According to him, a simple “How are you?” can already be so meaningful for those who may be going through difficult times.
“People smile a lot, but you don't know what's happening in their life…” he added. "Pag nagiging (when you become a) medium ka of conversation or a way para mag-hi sa tao or makapag-hi kay crush (to say hi to another person or your crush)... I think that’s really beautiful, and it adds so much value [to the] daily [lives] ng mga tao (of people)… It's so simple [that] it's so powerful and it's really nice."
Onwards for Ssskait
When AJ resigned from his engineering job and could finally focus on comics, he thought he could handle everything because he now had all the time in the world to draw. But living the dream doesn't mean every day would be effortless.
"Bakit napapagod ako? (Why am I getting tired?) I ask myself, bakit ko nafi-feel to? Ginagawa ko naman yung gusto ko eh (why do I feel this way? I'm doing what I've always wanted to do). It was my childhood dream and I'm living the dream, I'm doing comics," he shared.
It was crucial, he said, to check his own boundaries and know when to pause. Even he is not immune from the creative blocks that artists suffer from.

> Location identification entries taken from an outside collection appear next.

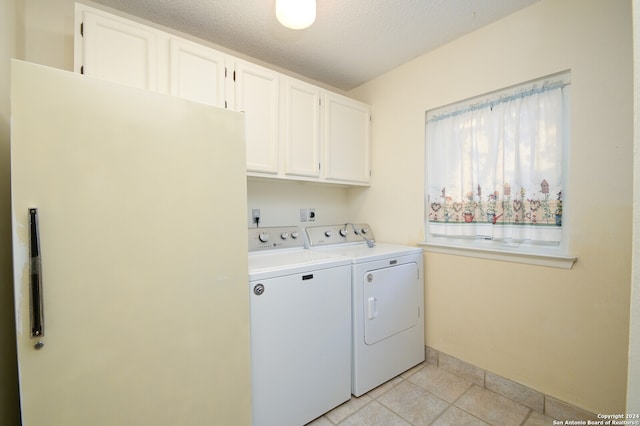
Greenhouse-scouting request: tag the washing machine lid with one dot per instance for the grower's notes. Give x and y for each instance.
(360, 252)
(283, 262)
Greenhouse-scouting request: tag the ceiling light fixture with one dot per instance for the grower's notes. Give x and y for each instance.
(296, 14)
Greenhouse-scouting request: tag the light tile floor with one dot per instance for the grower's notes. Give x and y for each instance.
(429, 395)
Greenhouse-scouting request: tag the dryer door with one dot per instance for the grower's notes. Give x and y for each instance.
(390, 301)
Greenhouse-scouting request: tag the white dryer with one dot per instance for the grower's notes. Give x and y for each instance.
(387, 302)
(300, 328)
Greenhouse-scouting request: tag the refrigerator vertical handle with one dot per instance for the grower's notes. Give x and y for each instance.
(35, 276)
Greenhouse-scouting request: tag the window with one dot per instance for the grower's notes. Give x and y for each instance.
(495, 169)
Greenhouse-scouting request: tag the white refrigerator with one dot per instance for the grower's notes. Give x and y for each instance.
(130, 255)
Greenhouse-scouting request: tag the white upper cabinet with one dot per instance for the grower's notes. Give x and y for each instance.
(293, 129)
(301, 129)
(196, 72)
(116, 49)
(257, 92)
(347, 139)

"Feeling mo kaya mo lahat pero tao ka lang (you think you can do everything but you’re only human), so you should find the time to take a breather..." he said. "Mga overachievers tayo (we’re overachievers), we try to always get the best out of ourselves and we want to burnout ourselves because of the expectations [we set] for ourselves."
"Our greatest enemy is ourselves kasi nasanay tayong mag-over excel, mag-overachieve (because we're used to over excelling and overachieving). It's nice [pero] kapag sobra (but if you go overboard), that's detrimental to our mental health."

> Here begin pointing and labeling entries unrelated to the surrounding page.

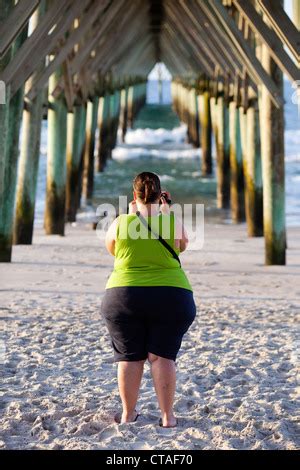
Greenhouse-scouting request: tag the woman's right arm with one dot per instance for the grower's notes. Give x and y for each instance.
(181, 238)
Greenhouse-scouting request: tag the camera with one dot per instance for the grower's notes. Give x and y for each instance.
(166, 198)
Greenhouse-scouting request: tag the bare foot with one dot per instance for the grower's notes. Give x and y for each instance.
(121, 418)
(168, 422)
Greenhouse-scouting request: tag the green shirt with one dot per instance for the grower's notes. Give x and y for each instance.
(143, 261)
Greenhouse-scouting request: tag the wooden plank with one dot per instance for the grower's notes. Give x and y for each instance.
(35, 39)
(180, 49)
(30, 57)
(282, 25)
(271, 40)
(68, 85)
(131, 24)
(128, 35)
(86, 22)
(82, 59)
(255, 69)
(225, 57)
(225, 43)
(198, 51)
(83, 54)
(15, 23)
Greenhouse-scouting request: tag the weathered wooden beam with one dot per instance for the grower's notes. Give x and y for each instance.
(237, 199)
(42, 41)
(198, 49)
(88, 19)
(222, 148)
(11, 164)
(5, 9)
(107, 21)
(75, 146)
(54, 221)
(175, 49)
(29, 158)
(103, 125)
(207, 36)
(285, 28)
(13, 25)
(205, 131)
(296, 15)
(254, 68)
(88, 161)
(272, 147)
(250, 134)
(269, 37)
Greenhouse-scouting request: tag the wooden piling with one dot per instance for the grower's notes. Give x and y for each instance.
(29, 158)
(123, 111)
(296, 13)
(15, 106)
(205, 132)
(103, 125)
(88, 162)
(75, 122)
(54, 221)
(250, 133)
(130, 106)
(5, 9)
(272, 147)
(237, 199)
(222, 148)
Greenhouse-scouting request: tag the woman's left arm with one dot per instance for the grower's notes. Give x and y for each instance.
(111, 235)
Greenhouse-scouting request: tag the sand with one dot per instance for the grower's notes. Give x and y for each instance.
(238, 370)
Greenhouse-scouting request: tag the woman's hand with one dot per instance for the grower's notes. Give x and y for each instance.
(132, 208)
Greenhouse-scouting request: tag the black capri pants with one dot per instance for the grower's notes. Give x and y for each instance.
(143, 320)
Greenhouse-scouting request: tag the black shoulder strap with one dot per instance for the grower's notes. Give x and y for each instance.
(158, 237)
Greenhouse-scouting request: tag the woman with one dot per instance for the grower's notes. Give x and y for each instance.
(148, 304)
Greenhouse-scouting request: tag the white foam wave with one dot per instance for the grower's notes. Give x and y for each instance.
(156, 136)
(127, 153)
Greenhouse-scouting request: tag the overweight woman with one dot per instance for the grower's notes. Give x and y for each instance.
(148, 303)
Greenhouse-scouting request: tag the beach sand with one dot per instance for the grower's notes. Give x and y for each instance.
(237, 370)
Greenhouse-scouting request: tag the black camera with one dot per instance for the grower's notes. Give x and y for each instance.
(165, 196)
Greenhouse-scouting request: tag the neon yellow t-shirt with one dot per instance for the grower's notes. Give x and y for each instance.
(141, 260)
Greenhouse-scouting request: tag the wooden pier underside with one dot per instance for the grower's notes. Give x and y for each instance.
(86, 62)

He does have big dreams for his art, and for someone who joked throughout the interview, AJ took a serious tone when he talked about his ambitions for Sskait.
"I worked with a vision, sabi ko gusto ko maging next Disney ng Pilipinas or Marvel ng Pilipinas, in terms of storytelling and animation. I have that big goal in mind but I'm working my steps slowly up there… I'm trying to work in a way [where] as much as possible na ‘pag nawala ako kaya niyang mag- continue (if I pass, it can continue).”
It was the pandemic’s effect that people spent more time online and this worked in AJ's favor as he created comics that people could easily have access to. He admitted he's still far from the kind of life where his art can be a lucrative source of income. He does sort of okay financially and works with brands who are also fans of Sskait and through this practical work, he's able to sustain his needs. He also sells Sskait merch, which includes mugs, shirts, stickers, and his signature eggplant plushie.
"I actually do Sskait without the money in mind. Kapag ginagawa ko 'yung comic, wala namang pera diyan (when I do the comics, there's no money there). 'Yung mga tao, magkano kinikita mo pag nag-u-upload ka? Wala (people ask, how much do you earn when you upload posts? Nothing)," he said. "I started Sskait, wala, masaya lang mag drawing hanggang ngayon (when I started Sskait, nothing, it was just fun for me to be able to draw then until today)."
Facebook introduced "Stars on Reels" to the platform in 2022, which has made it simple for users to support creators through their live broadcasts and videos. One Star from a fan equates to one cent earned from Meta, although AJ shared that what he receives there is just a perk.
"[It’s] not something big na kayang bayaran yung bills ko (that can pay my bills). It's a form of appreciation from the readers, I love that, thank you very much. Does it pay my bills? Pang-milk tea siguro (maybe for milk tea),” he said.
“It's their way of giving thanks for the years that I've helped them. I'm happy and grateful to get that praise in some form."